6 Thermaltake Tsunami Review

With the Tsunami’s side panel removed, you can see that there is a lot of room inside the case. Unfortunately, the Tsunami does not come with a removable motherboard try like its Wave Master counterpart, making motherboard swaps and other work on your PC a little less enjoyable.

10 Thermaltake Tsunami Review

Here we can see the four 5.25″ and two 3.5″ exposed drive bays on the Tsunami’s front panel. Drives are just slid into the case using the provided drive mounts, an idea I first did not like in cases but eventually grew into.

14 Thermaltake Tsunami Review

Towards the bottom of the case we can see the drive cage that can house up to five 3.5″ internal devices.

13 Thermaltake Tsunami Review

Right in front of the drive cage we can see a 120mm intake fan that acts to both circulate air throughout your case and to keep your hard drives running cool.

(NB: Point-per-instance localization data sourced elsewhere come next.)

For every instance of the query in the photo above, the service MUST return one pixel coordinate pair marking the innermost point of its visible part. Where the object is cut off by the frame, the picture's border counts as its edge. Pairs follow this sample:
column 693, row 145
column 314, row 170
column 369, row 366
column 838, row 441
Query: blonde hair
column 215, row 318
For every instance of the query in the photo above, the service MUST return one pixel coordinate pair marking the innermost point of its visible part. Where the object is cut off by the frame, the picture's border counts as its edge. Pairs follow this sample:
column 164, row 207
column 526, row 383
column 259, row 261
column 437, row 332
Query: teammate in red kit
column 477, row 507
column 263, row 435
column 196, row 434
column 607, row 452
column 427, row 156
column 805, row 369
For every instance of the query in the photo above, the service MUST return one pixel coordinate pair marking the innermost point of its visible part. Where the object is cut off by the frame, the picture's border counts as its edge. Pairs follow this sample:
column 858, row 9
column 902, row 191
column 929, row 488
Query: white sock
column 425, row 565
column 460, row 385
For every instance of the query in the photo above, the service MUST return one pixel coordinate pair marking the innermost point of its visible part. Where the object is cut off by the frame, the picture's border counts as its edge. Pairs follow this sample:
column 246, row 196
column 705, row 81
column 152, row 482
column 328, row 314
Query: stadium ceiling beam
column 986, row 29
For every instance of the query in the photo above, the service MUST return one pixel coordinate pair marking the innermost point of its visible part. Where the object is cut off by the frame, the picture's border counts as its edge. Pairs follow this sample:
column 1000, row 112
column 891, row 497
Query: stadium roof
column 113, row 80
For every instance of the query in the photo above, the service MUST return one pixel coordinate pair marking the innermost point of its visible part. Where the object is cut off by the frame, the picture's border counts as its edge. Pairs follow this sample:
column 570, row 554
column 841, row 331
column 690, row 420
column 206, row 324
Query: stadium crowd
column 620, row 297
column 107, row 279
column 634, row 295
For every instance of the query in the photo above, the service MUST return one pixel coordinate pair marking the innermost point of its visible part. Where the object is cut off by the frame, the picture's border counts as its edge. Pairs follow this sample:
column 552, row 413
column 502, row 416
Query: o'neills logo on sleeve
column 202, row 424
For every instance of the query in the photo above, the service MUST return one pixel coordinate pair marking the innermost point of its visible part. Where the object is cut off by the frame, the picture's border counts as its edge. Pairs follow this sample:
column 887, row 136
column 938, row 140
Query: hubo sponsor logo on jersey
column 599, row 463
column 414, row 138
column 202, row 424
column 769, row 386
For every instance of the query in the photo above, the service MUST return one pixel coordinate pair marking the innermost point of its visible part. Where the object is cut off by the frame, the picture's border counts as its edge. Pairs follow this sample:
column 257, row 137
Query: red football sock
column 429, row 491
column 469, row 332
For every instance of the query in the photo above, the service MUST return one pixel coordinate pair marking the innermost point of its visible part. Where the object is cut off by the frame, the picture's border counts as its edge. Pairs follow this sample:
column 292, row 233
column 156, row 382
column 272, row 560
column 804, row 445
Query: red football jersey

11 Thermaltake Tsunami Review

I first ran into the idea of locking in your PCI devices using clips with the Centurion 5, and did not like them because of their cheap implementation. However, the Tsunami has an easier to use and more durable design, one that I did not mind using for my AGP and PCI devices.

7 Thermaltake Tsunami Review

Of course also included is a blue LED 120mm exhaust fan. A feature that is often overlooked is the included chassis intruder detector. You can see it on the bottom left corner of the case, and when coupled with a motherboard that supports it, will sound an alarm if your side panel is opened. This is not a feature that I would use in my system, but since Thermaltake is giving you the option of locking up your front bezel, I suppose a chassis intrusion alarm wouldn’t hurt.